Moderate exercise or 'activity snacks' help maintain muscle mass

Interrupting prolonged sitting with periodic “activity snacks” may help maintain muscle mass and quality, according to researchers at the University of Toronto in Canada. Activity snacks or moderate intensity exercise—such as two minutes of walking or body weight sit-to-stand squats—allow the body to use more amino acids from meals to build muscle proteins. The findings are published ahead of print in the Journal of Applied Physiology.

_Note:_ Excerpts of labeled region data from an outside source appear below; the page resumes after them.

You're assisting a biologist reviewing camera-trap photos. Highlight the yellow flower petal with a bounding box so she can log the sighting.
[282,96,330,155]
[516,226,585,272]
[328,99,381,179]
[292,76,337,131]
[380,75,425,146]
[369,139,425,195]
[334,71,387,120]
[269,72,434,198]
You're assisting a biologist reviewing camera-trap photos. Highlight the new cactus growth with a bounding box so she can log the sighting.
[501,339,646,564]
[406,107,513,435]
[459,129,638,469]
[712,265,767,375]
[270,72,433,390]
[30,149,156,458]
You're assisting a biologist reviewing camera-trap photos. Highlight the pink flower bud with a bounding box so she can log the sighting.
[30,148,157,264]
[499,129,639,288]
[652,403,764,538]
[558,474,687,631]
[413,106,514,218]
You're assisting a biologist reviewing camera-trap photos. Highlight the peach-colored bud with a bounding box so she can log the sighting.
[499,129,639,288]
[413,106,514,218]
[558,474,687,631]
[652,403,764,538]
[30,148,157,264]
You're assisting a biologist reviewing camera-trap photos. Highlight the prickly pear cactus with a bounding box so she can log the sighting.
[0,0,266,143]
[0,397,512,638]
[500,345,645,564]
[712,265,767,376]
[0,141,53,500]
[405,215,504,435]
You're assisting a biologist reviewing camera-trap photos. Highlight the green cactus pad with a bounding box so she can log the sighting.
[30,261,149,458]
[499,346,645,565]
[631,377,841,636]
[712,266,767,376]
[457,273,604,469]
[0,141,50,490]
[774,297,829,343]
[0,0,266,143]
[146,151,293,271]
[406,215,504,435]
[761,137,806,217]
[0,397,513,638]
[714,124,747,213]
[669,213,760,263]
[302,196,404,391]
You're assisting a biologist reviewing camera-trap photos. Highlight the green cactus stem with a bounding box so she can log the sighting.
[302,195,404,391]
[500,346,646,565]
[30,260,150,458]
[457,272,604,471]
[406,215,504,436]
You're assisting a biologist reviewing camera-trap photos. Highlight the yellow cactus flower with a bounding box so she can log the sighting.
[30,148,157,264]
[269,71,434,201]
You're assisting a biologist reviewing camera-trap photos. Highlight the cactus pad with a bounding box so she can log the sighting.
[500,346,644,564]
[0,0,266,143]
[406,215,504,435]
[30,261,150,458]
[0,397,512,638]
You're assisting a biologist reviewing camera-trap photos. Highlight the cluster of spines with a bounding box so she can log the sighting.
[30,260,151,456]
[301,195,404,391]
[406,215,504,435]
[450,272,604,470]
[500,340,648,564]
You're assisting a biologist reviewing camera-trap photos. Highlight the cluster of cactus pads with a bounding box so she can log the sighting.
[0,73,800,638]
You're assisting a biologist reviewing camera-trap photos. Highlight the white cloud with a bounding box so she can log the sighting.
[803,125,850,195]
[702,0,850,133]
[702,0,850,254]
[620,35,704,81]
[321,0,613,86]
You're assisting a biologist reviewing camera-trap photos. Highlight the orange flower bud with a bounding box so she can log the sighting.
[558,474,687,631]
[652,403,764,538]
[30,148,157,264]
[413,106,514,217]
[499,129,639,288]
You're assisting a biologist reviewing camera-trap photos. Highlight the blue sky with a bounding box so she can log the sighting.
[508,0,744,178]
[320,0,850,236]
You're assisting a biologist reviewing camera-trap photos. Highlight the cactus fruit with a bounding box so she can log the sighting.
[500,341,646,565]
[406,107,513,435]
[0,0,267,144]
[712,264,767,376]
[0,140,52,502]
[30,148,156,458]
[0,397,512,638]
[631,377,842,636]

Prolonged sedentary periods have been proven to impair the body’s ability to filter sugar from the blood following a meal but has unknown effects on amino acids. In this case, researchers studied 12 people (seven men, five women) across three trials for seven and a half hours each.

Participants were subjected to prolonged sitting interrupted every 30 minutes by short bouts of walking or body-weight squats. The activity helped improve the efficiency of dietary amino acids used for muscle protein synthesis, the process to repair or replace old or damaged proteins. This is critical to ensure the body has an adequate quantity and quality of muscle.

A sedentary lifestyle is associated with loss of muscle mass. Therefore, “we believe our results highlight the importance of breaking up prolonged sedentary periods with brief activity snacks,” said Daniel Moore, Ph.D., co-author of the study. “We believe our results also highlight that moving after we eat can also make our nutrition better and could allow more dietary amino acids from smaller meals or lower quality types of protein to be used more efficiently.”